Red Glove
Page 26
I shake my head. “It’s just dreams. ”
I don’t want Lila to see that I hoped the dreams were from her, wanted them to be clues that added up to something, wished for them to be something that could just stop. I didn’t want more evidence that the inside of my head is an ugly place.
She drops her hand and looks at me, head tilted to one side. For a moment I am flooded with nostalgia for us being kids, for my own uncomplicated and completely impossible yearning.
“Tell me,” she says.
“I can’t,” I say, shaking my head again.
There is a sound in the hallway, a door shutting and then footsteps. Lila looks toward her closet, and I start to pad my way toward it. Then I hear the flush of a toilet.
I sigh and lean against the wall.
“Come here,” she whispers recklessly, opening the covers. “Get under. You’ll be hidden if someone comes in. ”
“I don’t know if that’s such a—,” I begin.
“Shhhh. ” She cuts me off, smiling in a way that suggests that she’s mocking her own motivations before I get the chance. “Come on. Quick. ”

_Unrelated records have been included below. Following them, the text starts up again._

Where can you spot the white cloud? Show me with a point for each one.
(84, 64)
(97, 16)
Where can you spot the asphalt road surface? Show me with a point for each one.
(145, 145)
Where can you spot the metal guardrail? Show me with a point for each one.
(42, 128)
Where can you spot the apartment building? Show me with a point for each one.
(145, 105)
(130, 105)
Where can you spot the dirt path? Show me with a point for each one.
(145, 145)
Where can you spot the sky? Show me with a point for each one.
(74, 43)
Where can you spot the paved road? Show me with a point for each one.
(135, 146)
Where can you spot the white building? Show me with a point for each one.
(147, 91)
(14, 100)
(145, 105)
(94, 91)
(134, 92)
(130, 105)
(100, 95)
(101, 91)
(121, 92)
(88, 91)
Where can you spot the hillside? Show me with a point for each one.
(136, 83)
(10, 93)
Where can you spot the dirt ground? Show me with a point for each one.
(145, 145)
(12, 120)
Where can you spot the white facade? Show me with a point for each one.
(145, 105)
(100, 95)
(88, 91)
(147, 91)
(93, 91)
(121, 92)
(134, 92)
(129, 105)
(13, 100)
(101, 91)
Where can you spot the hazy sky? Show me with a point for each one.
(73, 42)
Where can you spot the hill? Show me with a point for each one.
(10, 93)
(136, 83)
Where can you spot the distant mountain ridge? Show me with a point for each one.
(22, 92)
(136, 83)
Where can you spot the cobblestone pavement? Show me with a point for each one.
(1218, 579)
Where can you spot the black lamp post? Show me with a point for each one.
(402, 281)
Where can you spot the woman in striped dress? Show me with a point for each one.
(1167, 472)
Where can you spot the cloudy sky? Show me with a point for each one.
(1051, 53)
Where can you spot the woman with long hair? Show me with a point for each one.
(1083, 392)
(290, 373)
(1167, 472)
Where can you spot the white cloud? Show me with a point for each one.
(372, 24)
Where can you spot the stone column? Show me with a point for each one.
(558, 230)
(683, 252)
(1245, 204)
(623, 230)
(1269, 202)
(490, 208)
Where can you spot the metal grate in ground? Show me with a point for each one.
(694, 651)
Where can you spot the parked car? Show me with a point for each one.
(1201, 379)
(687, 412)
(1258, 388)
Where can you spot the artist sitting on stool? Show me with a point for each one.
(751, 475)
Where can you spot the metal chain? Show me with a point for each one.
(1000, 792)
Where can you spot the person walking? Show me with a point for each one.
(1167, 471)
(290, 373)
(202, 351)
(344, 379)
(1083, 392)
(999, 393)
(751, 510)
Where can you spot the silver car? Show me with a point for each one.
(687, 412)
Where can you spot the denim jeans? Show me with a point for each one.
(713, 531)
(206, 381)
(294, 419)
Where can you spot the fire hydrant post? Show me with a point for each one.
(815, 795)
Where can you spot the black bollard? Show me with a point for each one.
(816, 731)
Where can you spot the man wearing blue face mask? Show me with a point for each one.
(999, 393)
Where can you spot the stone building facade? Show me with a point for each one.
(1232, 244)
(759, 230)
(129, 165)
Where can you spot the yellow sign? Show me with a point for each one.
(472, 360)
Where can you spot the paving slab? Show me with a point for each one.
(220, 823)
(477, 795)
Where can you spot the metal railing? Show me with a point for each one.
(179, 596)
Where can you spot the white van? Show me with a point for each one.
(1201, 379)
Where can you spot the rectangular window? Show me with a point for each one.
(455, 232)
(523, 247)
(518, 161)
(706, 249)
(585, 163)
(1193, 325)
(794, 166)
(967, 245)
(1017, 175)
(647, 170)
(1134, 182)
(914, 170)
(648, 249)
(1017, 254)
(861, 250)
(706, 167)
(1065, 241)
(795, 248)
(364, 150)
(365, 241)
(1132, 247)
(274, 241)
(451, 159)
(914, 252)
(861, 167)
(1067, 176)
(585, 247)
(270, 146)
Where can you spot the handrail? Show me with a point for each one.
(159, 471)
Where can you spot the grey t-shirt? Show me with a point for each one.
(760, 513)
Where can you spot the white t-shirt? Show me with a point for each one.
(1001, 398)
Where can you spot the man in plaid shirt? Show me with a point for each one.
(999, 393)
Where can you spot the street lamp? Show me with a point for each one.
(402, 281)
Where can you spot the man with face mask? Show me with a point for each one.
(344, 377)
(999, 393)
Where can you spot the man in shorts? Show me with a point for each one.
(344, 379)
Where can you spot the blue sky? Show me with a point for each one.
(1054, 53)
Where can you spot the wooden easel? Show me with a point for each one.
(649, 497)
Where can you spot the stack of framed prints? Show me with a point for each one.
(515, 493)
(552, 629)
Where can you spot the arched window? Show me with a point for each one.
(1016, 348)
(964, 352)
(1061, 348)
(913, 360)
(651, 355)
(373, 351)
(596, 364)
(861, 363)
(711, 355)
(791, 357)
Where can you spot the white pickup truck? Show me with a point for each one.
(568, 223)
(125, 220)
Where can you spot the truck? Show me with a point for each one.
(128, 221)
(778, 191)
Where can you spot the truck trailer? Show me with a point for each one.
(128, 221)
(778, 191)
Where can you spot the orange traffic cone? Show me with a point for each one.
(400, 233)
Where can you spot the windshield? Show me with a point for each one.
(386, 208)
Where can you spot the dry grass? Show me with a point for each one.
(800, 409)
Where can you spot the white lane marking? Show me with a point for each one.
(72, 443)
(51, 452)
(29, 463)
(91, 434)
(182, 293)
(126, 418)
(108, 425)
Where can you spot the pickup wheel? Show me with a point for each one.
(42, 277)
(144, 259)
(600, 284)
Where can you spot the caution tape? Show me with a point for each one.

It’s not that I don’t know that it’s a bad idea. It’s that, lately, bad ideas have a particular hold over me. I get under the covers. They’re warm from being against her skin, and they carry her smell—soap and the faint trace of ash. When she throws an arm over my torso, urging me to press against her, I do.
Her skin is soft and scorchingly hot after the cool night air. Her leg twines around mine. It feels so good, I have to choke back a gasp.
It’s so easy. Wrong, but easy. There are so many things I want to say to her, and they’re all unfair. I kiss her instead, smothering the unutterable I love you. I have always loved you against her tongue. Her mouth opens under mine with a whimper.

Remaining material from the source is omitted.